Williams Fractals, popularized by Bill Williams, are a simple pattern definition for local swing points. An up (bearish) fractal is a bar whose high is higher than the highs of the two bars on either side of it; a down (bullish) fractal is a bar whose low is lower than the lows of the two bars on either side. Fractals are used to mark swing structure, place reference levels for breakouts and stops, and feed other Bill Williams tools such as the Alligator. The critical mechanical fact — and the reason fractal signals appear 'late' — is that a fractal cannot exist until two more bars have closed after the candidate bar. The pattern is defined by its neighbors, so it is unknowable in real time. Most charting platforms then draw the arrow back on the fractal bar itself, two bars in the past, which looks clean but misrepresents when the information became available.
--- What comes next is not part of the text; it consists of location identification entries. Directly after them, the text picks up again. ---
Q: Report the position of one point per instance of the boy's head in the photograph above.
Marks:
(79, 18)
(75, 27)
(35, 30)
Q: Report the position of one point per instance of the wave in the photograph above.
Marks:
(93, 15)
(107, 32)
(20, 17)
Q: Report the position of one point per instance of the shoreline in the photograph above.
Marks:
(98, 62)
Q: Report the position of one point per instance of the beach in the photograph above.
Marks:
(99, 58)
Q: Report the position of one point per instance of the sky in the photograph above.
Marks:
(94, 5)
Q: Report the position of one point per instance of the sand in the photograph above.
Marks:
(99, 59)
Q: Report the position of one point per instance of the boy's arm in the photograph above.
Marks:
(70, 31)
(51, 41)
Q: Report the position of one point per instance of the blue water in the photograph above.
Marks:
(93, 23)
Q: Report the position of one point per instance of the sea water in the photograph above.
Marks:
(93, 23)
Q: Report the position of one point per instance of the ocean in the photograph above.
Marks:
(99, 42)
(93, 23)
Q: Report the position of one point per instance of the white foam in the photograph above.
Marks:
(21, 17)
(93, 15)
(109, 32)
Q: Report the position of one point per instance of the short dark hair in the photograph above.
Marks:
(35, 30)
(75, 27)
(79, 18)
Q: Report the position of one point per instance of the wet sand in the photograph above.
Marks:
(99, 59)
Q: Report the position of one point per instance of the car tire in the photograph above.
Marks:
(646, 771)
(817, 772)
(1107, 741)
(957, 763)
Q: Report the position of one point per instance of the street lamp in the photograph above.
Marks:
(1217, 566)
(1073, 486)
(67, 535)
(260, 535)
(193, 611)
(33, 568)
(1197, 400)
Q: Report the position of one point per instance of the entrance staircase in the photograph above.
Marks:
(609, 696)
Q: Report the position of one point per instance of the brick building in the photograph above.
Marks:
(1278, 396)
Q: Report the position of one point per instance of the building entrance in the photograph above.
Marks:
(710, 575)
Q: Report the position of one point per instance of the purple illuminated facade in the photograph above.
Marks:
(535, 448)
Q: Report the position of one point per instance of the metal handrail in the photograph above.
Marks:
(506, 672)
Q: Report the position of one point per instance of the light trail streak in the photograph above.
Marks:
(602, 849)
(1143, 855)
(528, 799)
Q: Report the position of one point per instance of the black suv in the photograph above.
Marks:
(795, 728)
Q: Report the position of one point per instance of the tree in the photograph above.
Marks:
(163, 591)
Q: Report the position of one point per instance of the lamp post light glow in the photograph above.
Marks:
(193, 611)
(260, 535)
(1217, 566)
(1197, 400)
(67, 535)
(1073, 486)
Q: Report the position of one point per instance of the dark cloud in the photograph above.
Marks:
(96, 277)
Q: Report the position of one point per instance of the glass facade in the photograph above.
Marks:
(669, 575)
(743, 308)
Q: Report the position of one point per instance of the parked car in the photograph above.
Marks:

Fractals are descriptive markers of past swings, not predictions; this is educational content only, not financial advice, and all trading carries risk of loss.
The standard fractal uses a five-bar window. For an up fractal at bar N, the condition is: high[N] > high[N−1], high[N] > high[N−2], high[N] > high[N+1], and high[N] > high[N+2] (variants allow equal highs on one side). The down fractal mirrors this with lows. Because the condition references the two bars after the candidate, the earliest moment the pattern can be evaluated is at the close of bar N+2 — a fixed two-bar confirmation delay. In Pine Script this is exactly what ta.pivothigh(high, 2, 2) computes: it returns the pivot value on the confirmation bar, two bars after the pivot printed. The trap is in the plotting: the conventional display offsets the marker two bars back so the arrow sits on the swing itself. Visually that is fine, but any backtest, alert, or strategy that reads the offset series as if it were available on the fractal bar is looking two bars into the future. The correct, non-lookahead approach evaluates and acts on the confirmation bar, accepting that price may already have moved meaningfully away from the swing by then.
The classic definition is fixed at two bars on each side (a five-bar pattern) and has no adjustable inputs on most platforms. Generalized pivot versions let you widen the window — for example 3–5 bars per side — which yields fewer, larger swings at the cost of a proportionally longer confirmation delay: n bars per side always means an n-bar wait. Applies to any market and timeframe.
//@version=6
indicator("Williams Fractals (Non-Lookahead)", overlay = true)
n = input.int(2, "Bars Each Side", minval = 1)
// ta.pivothigh/ta.pivotlow only return a value once the pattern is
// confirmed n bars after the candidate bar — the same 2-bar delay the
// classic 5-bar fractal has by definition.
upFractal = not na(ta.pivothigh(high, n, n))
downFractal = not na(ta.pivotlow(low, n, n))
// Marks are placed on the CONFIRMATION bar, not offset back onto the
// fractal bar. Less pretty, but it shows when the signal truly existed —
// a live trader could not have acted any earlier.
plotshape(upFractal and barstate.isconfirmed, "Up Fractal Confirmed", style = shape.triangledown, location = location.abovebar, color = color.red, size = size.tiny)
plotshape(downFractal and barstate.isconfirmed, "Down Fractal Confirmed", style = shape.triangleup, location = location.belowbar, color = color.green, size = size.tiny)
alertcondition((upFractal or downFractal) and barstate.isconfirmed, "Fractal Confirmed", "A Williams fractal was confirmed 2 bars after the swing.")Pro tip: When testing anything built on fractals, compare two versions of your logic: one that acts on the confirmation bar and one that (incorrectly) acts on the fractal bar itself. The performance gap between them is pure lookahead — information you never had. If a published fractal strategy only works with the offset version, it does not work. Educational information only, not financial advice; all trading involves risk of loss.
Educational only — not financial advice, not a recommendation to trade. No indicator is predictive; trading involves substantial risk of loss.